Il Comando Generale delle Capitanerie di porto ha rilasciato un comunicato che i pescherecci ‘Asia’ di Mazara del Vallo e ‘Astra’ di Siracusa sono stare sequestrate da naviglio militare libico e condotte nel porto di Misurata.
A bordo dell’Asia ci sono cinque nostri connazionali, mentre sulla Astra gli italiani sono quattro insieme a tre tunisini.

Una vicenda paradossale, visto che in zona ci sono ancora squadre operative della NATO.
Una storia aspettata, che conferma come i metodi negoziali della Libia, qualunque Raiss governi, sono sempre gli stessi: violazione dei trattati e ricatti energetici.

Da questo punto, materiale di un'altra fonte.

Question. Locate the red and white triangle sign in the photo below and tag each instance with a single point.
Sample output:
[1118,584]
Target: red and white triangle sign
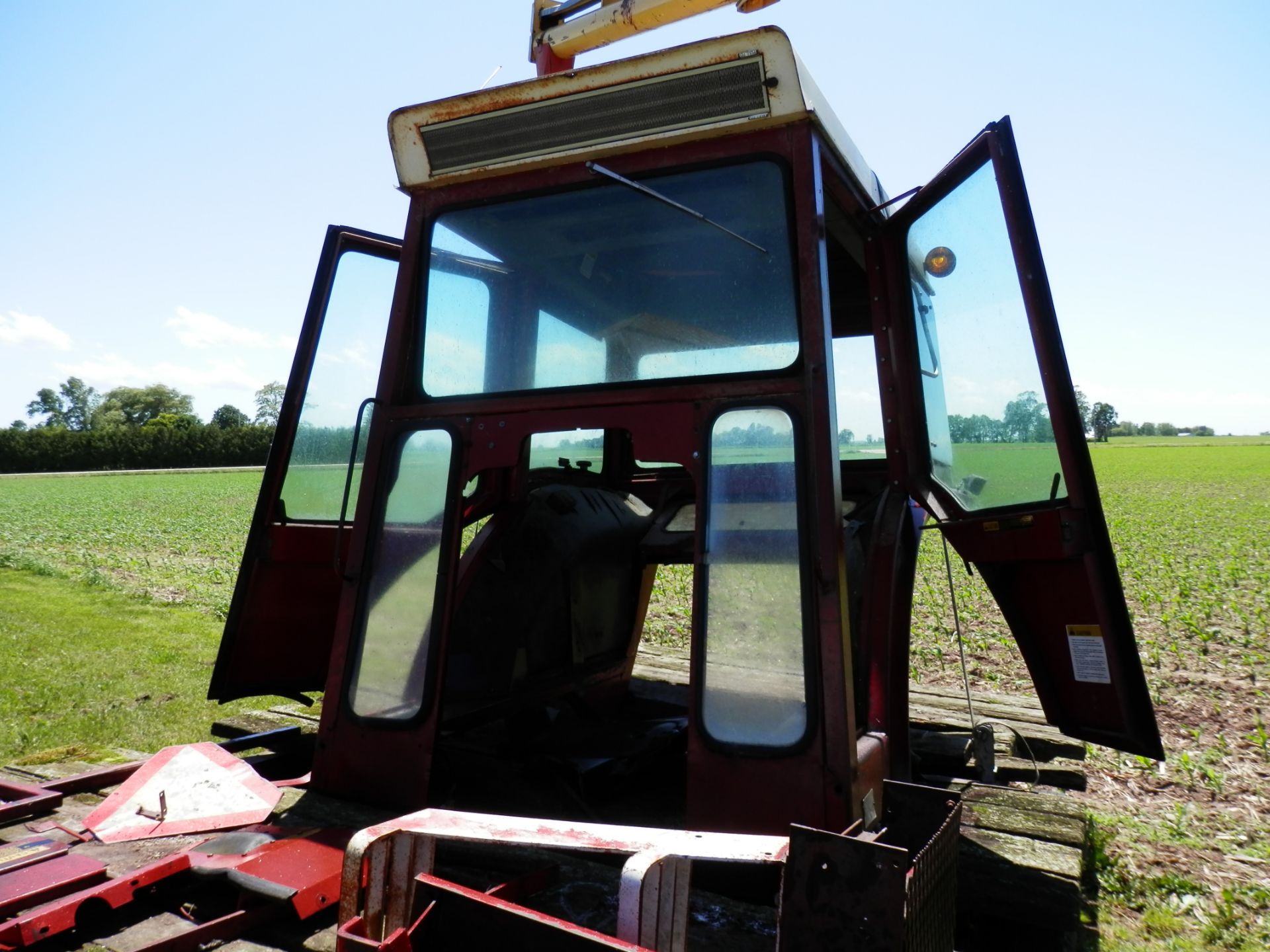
[187,789]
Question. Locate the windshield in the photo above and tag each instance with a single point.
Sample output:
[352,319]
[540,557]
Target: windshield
[609,285]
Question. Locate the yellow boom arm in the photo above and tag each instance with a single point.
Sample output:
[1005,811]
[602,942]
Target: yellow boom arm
[613,20]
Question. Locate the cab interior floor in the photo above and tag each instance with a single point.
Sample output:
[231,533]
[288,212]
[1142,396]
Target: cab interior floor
[566,761]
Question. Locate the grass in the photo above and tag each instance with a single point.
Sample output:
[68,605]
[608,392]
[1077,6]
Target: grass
[87,670]
[1184,861]
[1187,856]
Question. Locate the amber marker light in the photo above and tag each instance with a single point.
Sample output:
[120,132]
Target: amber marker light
[940,262]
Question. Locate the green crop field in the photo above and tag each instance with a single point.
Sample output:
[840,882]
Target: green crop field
[1183,850]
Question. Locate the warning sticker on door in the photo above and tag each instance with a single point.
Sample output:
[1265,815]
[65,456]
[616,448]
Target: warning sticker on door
[1089,654]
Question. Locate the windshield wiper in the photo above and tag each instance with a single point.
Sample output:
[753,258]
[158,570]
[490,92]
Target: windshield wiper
[659,197]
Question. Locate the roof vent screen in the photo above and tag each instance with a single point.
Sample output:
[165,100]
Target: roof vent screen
[662,104]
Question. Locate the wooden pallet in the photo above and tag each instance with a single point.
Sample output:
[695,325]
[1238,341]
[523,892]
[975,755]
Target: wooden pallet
[1023,856]
[1023,852]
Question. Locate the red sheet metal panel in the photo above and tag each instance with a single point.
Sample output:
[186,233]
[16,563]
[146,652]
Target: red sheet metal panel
[33,885]
[181,790]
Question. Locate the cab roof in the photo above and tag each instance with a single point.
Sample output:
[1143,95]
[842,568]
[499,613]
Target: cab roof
[698,91]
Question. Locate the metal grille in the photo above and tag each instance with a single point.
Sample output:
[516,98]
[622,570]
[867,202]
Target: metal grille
[666,103]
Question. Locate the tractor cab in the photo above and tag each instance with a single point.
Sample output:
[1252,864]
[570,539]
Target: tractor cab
[658,315]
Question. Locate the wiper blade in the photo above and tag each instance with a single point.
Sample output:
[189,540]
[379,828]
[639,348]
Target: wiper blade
[659,197]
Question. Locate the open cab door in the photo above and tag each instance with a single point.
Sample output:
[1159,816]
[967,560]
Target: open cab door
[281,622]
[995,446]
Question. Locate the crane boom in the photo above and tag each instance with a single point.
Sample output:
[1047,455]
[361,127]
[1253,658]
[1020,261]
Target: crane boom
[556,41]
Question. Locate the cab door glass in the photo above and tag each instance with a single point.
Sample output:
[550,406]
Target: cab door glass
[392,666]
[859,399]
[988,427]
[755,692]
[346,371]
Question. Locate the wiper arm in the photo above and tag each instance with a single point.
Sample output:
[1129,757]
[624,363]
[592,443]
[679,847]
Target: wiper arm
[659,197]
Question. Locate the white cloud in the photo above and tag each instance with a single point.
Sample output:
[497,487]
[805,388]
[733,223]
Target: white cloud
[113,371]
[205,331]
[17,328]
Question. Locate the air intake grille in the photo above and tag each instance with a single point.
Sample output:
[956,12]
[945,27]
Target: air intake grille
[681,100]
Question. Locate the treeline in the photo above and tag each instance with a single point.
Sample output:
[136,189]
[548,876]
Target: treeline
[1127,428]
[1025,420]
[136,428]
[58,450]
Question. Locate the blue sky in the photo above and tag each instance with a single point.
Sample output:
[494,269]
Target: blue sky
[167,171]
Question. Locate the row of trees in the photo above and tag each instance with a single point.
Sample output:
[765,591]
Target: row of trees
[78,408]
[135,428]
[1127,428]
[1027,420]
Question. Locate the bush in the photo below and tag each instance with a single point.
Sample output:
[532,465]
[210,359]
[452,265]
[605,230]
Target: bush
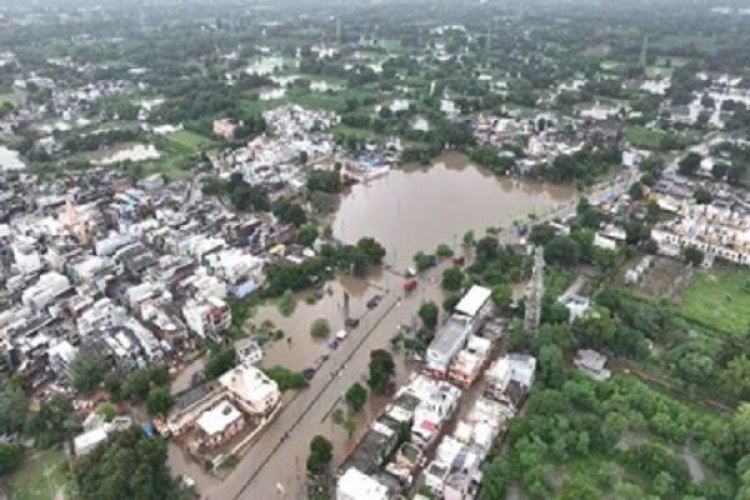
[356,397]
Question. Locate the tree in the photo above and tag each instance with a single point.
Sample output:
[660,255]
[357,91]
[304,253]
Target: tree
[578,487]
[502,296]
[719,170]
[325,181]
[12,409]
[468,238]
[563,251]
[693,255]
[736,377]
[321,454]
[107,411]
[307,235]
[159,401]
[220,360]
[287,304]
[444,251]
[690,164]
[551,368]
[320,328]
[373,251]
[702,196]
[137,386]
[289,212]
[11,456]
[355,397]
[127,465]
[55,422]
[452,280]
[87,373]
[382,368]
[429,313]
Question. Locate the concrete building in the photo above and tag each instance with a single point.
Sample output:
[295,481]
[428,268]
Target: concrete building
[467,318]
[354,485]
[592,363]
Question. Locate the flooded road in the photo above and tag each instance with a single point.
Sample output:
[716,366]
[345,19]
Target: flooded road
[408,211]
[417,208]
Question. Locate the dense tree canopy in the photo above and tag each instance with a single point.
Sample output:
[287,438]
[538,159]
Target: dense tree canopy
[128,465]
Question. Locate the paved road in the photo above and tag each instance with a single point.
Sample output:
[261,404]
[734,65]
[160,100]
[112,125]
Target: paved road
[274,467]
[277,461]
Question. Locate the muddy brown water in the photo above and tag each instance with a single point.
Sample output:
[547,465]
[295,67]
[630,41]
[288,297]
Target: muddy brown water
[409,210]
[415,209]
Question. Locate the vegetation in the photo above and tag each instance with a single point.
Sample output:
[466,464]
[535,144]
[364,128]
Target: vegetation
[321,454]
[429,313]
[382,368]
[356,397]
[320,328]
[720,298]
[582,429]
[128,465]
[87,373]
[287,304]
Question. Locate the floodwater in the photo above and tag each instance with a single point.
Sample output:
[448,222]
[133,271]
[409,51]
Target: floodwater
[299,349]
[10,160]
[417,208]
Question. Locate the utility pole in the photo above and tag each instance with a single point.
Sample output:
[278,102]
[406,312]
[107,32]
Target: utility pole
[534,295]
[489,38]
[644,52]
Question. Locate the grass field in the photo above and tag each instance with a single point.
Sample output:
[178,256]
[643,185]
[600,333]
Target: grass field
[704,44]
[42,477]
[719,298]
[9,97]
[644,138]
[189,140]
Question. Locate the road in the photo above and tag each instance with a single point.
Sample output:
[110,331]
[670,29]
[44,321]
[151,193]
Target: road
[275,466]
[275,461]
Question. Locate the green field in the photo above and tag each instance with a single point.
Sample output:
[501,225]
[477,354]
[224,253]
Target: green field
[190,140]
[42,477]
[704,44]
[719,298]
[644,138]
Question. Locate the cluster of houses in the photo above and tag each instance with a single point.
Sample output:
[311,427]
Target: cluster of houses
[440,428]
[133,274]
[297,137]
[212,420]
[720,228]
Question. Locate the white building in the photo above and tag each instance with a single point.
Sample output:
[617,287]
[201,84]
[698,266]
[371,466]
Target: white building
[49,287]
[354,485]
[451,337]
[207,318]
[254,392]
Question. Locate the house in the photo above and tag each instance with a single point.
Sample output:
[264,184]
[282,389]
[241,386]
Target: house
[592,363]
[253,391]
[467,318]
[225,128]
[220,423]
[576,305]
[509,378]
[354,485]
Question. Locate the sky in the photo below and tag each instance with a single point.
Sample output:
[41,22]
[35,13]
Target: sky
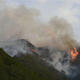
[67,9]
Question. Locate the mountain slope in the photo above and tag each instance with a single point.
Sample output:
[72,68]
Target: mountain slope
[12,69]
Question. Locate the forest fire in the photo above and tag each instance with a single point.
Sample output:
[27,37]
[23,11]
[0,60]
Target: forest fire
[74,54]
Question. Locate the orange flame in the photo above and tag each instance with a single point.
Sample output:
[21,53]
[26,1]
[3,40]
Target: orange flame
[74,54]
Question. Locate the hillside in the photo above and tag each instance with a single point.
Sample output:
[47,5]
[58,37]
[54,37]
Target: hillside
[12,69]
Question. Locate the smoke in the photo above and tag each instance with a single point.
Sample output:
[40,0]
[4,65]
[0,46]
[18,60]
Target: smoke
[22,22]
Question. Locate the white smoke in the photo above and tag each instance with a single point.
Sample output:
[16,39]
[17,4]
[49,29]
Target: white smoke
[23,23]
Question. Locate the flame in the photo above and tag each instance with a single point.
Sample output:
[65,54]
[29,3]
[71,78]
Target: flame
[33,50]
[74,54]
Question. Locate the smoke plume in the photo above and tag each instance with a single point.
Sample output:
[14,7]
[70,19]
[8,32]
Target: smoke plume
[22,22]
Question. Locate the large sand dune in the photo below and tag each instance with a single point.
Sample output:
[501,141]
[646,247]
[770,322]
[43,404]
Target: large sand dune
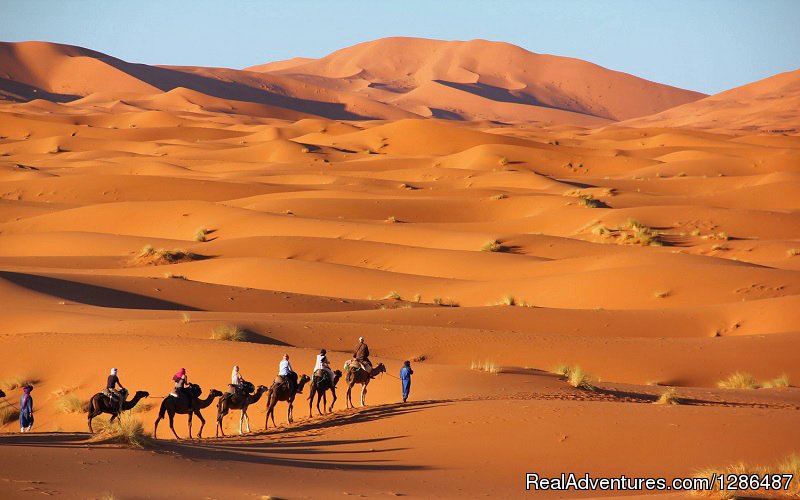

Uno scherzo da ragazzi, poi, quello di profittarsi di un debole governo tecnico, che ha appena pagato o lasciato pagare un riscatto per la nave “Rosalia D’Amato”, in mano ai signori della guerra somali.

Si spera che i libici abbiano fatto male i loro conti, visto che adesso l’atifona dovrebbe cambiare con un fior d’ammiraglio NATO, il comandante Gianpaolo di Paola, a dirigere il Ministero della Difesa ed, alla Farnesina, un diplomatico del calibro di Giulio Terzi di Sant’Agata, ex Rappresentante Permanente d’Italia alle Nazioni Unite a New York.

Anche questo è un banco di prova per il governo Monti.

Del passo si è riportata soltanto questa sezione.